Le 7 janvier 2026, la Cour de cassation a rendu une décision importante concernant la responsabilité d’Airbnb dans les cas de sous-location illégale. En effet, la plus haute juridiction judiciaire a jugé que la plateforme américaine jouait un rôle actif en matière de sous-location, notamment lorsqu’il s’agit de logements sociaux.
La décision confirme qu’Airbnb peut être considérée comme co-responsable dans ce type d’infraction. Les magistrats ont estimé qu’Airbnb ne peut pas être qualifiée de simple hébergeur de contenus, car elle intervient de manière significative dans la relation entre l’hôte et le voyageur. La plateforme impose un ensemble de règles aux utilisateurs et a la possibilité de vérifier leur respect.
De plus, elle influence le comportement des hôtes, notamment en attribuant des titres comme « superhost », ce qui renforce son rôle actif. Ainsi, la Cour de cassation a conclu qu’Airbnb ne bénéficie pas de l’exonération de responsabilité accordée aux hébergeurs selon le droit européen. En conséquence, elle peut être tenue responsable lorsque ses services sont utilisés pour des sous-locations illégales.
La décision de la Cour de cassation
Cette décision fait suite à des décisions contradictoires rendues en appel. En janvier 2023, la cour d’appel de Paris avait estimé qu’Airbnb avait largement contribué à une sous-location illégale effectuée par une locataire dans le quartier du Marais à Paris. La locataire avait sous-loué son appartement HLM pendant 534 jours entre 2016 et 2017. À l’inverse, la cour d’appel d’Aix-en-Provence, en septembre 2023, avait estimé qu’Airbnb n’était qu’un simple hébergeur et ne pouvait donc pas être considérée comme co-responsable de la sous-location illégale d’un appartement HLM.

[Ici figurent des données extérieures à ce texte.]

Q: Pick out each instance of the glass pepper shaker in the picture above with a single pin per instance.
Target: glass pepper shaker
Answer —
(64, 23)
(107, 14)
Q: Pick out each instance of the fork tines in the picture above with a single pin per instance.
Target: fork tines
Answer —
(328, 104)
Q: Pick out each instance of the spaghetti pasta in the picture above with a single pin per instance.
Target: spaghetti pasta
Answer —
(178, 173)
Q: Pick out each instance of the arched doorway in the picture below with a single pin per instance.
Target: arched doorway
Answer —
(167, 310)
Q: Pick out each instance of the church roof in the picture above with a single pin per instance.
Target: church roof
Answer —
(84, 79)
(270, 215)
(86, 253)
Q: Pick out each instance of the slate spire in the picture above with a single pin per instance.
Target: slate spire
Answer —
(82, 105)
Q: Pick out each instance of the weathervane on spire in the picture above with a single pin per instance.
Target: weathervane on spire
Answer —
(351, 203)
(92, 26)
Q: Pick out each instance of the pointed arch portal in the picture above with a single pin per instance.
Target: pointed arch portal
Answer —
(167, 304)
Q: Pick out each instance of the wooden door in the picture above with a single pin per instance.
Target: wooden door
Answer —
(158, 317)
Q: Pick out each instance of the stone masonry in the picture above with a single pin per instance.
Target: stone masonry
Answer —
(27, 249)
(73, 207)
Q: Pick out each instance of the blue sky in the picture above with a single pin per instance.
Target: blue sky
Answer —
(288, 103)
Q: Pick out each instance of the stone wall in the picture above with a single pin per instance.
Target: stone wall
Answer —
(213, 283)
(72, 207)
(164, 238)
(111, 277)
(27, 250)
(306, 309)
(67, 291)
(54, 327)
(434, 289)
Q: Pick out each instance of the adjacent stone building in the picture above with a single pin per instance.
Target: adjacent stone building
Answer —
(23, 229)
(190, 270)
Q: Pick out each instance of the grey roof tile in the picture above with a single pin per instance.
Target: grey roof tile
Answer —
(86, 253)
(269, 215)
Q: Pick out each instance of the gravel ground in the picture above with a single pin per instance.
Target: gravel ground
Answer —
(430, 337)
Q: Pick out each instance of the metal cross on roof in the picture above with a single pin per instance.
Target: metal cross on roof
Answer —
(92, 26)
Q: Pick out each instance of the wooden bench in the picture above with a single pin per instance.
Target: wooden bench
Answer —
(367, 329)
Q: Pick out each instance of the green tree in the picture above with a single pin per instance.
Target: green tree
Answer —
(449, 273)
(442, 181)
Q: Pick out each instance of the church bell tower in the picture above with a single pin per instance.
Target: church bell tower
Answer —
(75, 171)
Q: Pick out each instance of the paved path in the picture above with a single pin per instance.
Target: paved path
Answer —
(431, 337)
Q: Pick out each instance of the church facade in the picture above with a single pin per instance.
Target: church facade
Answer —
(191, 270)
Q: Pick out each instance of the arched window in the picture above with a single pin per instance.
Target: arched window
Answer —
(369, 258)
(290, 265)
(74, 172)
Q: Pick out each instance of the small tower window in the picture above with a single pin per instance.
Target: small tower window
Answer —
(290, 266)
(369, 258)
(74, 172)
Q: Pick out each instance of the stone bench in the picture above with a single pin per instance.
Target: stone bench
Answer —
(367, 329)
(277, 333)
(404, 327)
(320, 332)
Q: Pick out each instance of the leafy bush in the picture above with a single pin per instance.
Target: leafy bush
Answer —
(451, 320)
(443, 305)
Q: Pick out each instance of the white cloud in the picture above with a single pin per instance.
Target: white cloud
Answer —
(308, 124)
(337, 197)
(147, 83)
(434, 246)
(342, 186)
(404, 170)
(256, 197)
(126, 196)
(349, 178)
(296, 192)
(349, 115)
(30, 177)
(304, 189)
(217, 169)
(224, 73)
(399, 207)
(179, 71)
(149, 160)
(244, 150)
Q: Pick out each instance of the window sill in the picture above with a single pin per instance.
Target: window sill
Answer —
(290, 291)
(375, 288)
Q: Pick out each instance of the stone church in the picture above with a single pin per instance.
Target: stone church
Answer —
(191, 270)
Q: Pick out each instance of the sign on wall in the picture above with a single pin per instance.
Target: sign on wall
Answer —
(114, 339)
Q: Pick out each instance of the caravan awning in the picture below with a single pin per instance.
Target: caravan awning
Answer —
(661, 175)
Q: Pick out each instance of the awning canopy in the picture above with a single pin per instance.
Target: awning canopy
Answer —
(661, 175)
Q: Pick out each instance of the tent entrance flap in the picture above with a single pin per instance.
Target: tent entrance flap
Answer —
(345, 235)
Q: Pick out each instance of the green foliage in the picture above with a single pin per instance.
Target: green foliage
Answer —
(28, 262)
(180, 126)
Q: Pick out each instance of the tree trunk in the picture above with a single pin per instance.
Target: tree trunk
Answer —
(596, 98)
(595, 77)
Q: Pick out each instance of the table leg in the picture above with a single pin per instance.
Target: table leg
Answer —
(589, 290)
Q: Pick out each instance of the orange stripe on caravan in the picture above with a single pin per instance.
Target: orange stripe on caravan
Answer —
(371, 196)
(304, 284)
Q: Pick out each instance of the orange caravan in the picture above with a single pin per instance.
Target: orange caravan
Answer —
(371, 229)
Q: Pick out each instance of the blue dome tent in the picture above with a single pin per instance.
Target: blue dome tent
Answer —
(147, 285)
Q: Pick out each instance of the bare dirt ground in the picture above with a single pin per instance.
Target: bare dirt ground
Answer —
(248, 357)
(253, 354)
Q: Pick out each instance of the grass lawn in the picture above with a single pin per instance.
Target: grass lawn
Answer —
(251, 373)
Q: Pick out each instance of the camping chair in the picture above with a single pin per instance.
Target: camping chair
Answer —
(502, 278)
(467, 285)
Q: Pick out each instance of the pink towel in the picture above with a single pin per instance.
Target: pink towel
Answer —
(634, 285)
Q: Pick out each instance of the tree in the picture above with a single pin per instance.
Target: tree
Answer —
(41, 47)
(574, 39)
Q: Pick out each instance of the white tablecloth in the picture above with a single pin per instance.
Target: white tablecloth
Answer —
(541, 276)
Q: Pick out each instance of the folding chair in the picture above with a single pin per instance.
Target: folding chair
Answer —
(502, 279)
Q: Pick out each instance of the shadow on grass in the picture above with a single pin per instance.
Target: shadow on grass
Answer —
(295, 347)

La Cour de cassation a ainsi tranché en faveur de la responsabilité d’Airbnb, estimant que la plateforme avait un rôle actif dans la gestion des offres publiées, et qu’elle ne pouvait se contenter du statut d’hébergeur. Cette décision pourrait avoir un impact sur la façon dont Airbnb et d’autres plateformes de location sont régulées en France.
Réaction d’Airbnb
Airbnb a réagi après l’annonce de la décision, soulignant qu’elle prenait acte des jugements mais les considérait comme contraires au droit européen. La plateforme a précisé que, selon sa compréhension des lois européennes, elle devrait être qualifiée d’hébergeur, et non de responsable de la gestion des contenus publiés par les utilisateurs. Airbnb a aussi indiqué que cette décision n’apportait pas la clarté attendue sur son statut et ses responsabilités. L’entreprise a ajouté qu’elle était déterminée à explorer toutes les voies de recours pour faire évoluer la jurisprudence française en accord avec les principes européens de régulation des plateformes.
En dépit de cette décision, Airbnb a réaffirmé sa politique de tolérance zéro concernant la sous-location illégale, soulignant que tous les hôtes doivent certifier qu’ils disposent de l’autorisation nécessaire pour louer leur bien sur la plateforme. En cas de non-respect, les annonces concernées peuvent être supprimées. Cette affaire marque un tournant dans le traitement juridique de la responsabilité des plateformes de location en ligne, avec des conséquences potentielles sur leur régulation en France et en Europe.